We also included the reference selleck chemicals Rucaparib sequences of the 2006/2007 epidemic variants, two Netherlands 2006a strains (Terneuzen70/2006/NL and Yerseke38/2006/NL [46], accession nos. “type”:”entrez-nucleotide”,”attrs”:”text”:”EF126964″,”term_id”:”119393709″EF126964 and “type”:”entrez-nucleotide”,”attrs”:”text”:”EF126963″,”term_id”:”119393706″EF126963, respectively), two Netherlands 2006b strains (DenHaag89/2006/NL and Nijmegen115/2006/NL [46], accession nos. “type”:”entrez-nucleotide”,”attrs”:”text”:”EF126965″,”term_id”:”119393712″EF126965 and “type”:”entrez-nucleotide”,”attrs”:”text”:”EF126966″,”term_id”:”119393715″EF126966, respectively), and a 2006b strain from Kobe, Japan (Kobe034/2006/JP, accession no. “type”:”entrez-nucleotide”,”attrs”:”text”:”AB291542″,”term_id”:”126471123″AB291542).

All other reference sequences used in the present study were obtained from GenBank. Analysis of amino acid variation. Amino acid variations at individual positions of viral proteins were calculated according to the method described by Huang et al. (18) on the basis of Shannon’s equation (45): where H(i), p(xi), and i indicate the amino acid entropy score of a given position, the probability of occurrence of a given amino acid at the position, and the number of the positions, respectively. An H(i) score of zero indicates absolute conservation, whereas a score of 4.4 indicates complete randomness. The H(i) scores were expressed on the capsid structure constructed by the homology modeling method described below. Molecular modeling.

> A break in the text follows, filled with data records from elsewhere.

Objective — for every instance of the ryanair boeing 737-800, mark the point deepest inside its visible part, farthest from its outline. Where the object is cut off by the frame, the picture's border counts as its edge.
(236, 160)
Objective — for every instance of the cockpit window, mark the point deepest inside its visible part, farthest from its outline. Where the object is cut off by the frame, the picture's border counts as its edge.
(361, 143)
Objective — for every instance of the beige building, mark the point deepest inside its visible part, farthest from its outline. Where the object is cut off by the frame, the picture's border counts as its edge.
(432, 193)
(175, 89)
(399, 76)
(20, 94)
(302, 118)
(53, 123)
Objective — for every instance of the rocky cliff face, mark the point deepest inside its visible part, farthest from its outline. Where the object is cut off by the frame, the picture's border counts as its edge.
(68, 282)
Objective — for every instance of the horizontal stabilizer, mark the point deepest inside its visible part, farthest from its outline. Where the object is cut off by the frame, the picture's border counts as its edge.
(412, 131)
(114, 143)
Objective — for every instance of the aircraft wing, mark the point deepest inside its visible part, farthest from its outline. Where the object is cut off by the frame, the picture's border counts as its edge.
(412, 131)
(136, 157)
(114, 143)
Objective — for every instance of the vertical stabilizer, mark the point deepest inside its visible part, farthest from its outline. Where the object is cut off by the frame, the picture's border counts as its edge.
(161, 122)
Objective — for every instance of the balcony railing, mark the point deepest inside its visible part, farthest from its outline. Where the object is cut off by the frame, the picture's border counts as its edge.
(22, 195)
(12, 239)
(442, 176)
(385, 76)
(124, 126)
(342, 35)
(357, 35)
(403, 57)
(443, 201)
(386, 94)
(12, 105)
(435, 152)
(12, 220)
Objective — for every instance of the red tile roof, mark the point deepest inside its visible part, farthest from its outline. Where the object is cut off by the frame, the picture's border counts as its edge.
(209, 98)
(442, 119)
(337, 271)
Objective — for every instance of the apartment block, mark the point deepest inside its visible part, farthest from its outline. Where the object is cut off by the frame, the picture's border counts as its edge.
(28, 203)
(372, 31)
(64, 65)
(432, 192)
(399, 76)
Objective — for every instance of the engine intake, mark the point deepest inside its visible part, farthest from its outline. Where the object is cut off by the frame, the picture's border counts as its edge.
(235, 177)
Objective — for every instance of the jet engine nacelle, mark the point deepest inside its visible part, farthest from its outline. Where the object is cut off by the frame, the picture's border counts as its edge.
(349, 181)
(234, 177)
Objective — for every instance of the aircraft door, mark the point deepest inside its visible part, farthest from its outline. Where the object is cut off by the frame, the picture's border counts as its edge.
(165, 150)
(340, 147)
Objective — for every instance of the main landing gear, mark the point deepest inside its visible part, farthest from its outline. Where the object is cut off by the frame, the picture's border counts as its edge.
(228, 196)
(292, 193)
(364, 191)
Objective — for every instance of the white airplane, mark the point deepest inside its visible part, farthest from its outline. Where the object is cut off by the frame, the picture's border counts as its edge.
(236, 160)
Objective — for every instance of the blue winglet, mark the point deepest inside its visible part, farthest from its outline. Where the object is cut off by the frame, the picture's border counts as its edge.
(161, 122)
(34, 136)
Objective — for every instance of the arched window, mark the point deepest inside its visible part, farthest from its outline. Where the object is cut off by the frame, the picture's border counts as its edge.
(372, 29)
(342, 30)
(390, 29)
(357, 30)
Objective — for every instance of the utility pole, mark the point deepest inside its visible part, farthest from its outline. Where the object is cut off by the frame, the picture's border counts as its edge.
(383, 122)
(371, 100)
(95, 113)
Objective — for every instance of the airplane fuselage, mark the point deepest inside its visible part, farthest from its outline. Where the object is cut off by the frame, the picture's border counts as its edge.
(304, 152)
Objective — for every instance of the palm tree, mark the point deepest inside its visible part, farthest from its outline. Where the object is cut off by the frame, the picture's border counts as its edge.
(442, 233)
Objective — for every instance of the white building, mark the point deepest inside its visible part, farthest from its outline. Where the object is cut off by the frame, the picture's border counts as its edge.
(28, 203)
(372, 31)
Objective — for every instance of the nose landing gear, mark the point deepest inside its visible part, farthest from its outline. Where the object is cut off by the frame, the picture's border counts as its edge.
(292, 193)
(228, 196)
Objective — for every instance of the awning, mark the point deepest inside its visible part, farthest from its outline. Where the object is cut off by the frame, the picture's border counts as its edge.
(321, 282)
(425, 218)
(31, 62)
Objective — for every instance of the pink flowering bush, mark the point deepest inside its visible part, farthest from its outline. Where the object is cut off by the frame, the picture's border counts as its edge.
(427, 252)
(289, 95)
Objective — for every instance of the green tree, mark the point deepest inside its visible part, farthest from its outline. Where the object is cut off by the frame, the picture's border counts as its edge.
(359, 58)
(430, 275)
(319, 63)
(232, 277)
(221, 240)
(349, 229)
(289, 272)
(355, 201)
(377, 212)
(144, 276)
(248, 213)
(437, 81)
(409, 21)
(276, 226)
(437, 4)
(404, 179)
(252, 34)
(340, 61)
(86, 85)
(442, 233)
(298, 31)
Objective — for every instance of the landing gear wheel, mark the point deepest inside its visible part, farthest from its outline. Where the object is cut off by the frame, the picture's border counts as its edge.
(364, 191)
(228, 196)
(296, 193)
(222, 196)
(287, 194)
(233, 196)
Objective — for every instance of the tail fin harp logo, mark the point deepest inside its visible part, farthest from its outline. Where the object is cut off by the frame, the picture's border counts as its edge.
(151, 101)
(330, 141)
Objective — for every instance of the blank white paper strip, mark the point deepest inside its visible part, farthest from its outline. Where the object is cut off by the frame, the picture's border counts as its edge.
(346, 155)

The crystal structure of the NoV capsid P domain of the GII/4 VA387 strain at a resolution of 2.00 ? (PDB code: 2OBS (4) was used as the modeling template. P domains of the GII/4 2006b strains have sequence similarities of greater than 90% to that of VA387, which are high enough to construct models with a root mean square distance of ~1 ? for the main chain between the predicted and actual structures (2). A three-dimensional (3-D) model of the P domain monomer of the earliest 2006b strain in Brefeldin_A Japan (Aich3/2006/JP) was constructed by using MOE-Align and MOE-Homology in the Molecular Operating Environment (MOE; Chemical Computing Group, Inc., Montreal, Quebec, Canada) as described previously (33, 47). The 3-D structure was thermodynamically optimized by energy minimization using the MOE and an AMBER99 force field (39). A physically unacceptable local structure of the optimized 3-D model was further refined on the basis of Ramachandran plot evaluation by using MOE. The 3-D model of the P-domain dimer was constructed by the superimposition the structures of the P-domain monomer on chains A and B of the NoV capsid oligomer (PDB code 1IHM) (40). Nucleotide sequence accession numbers.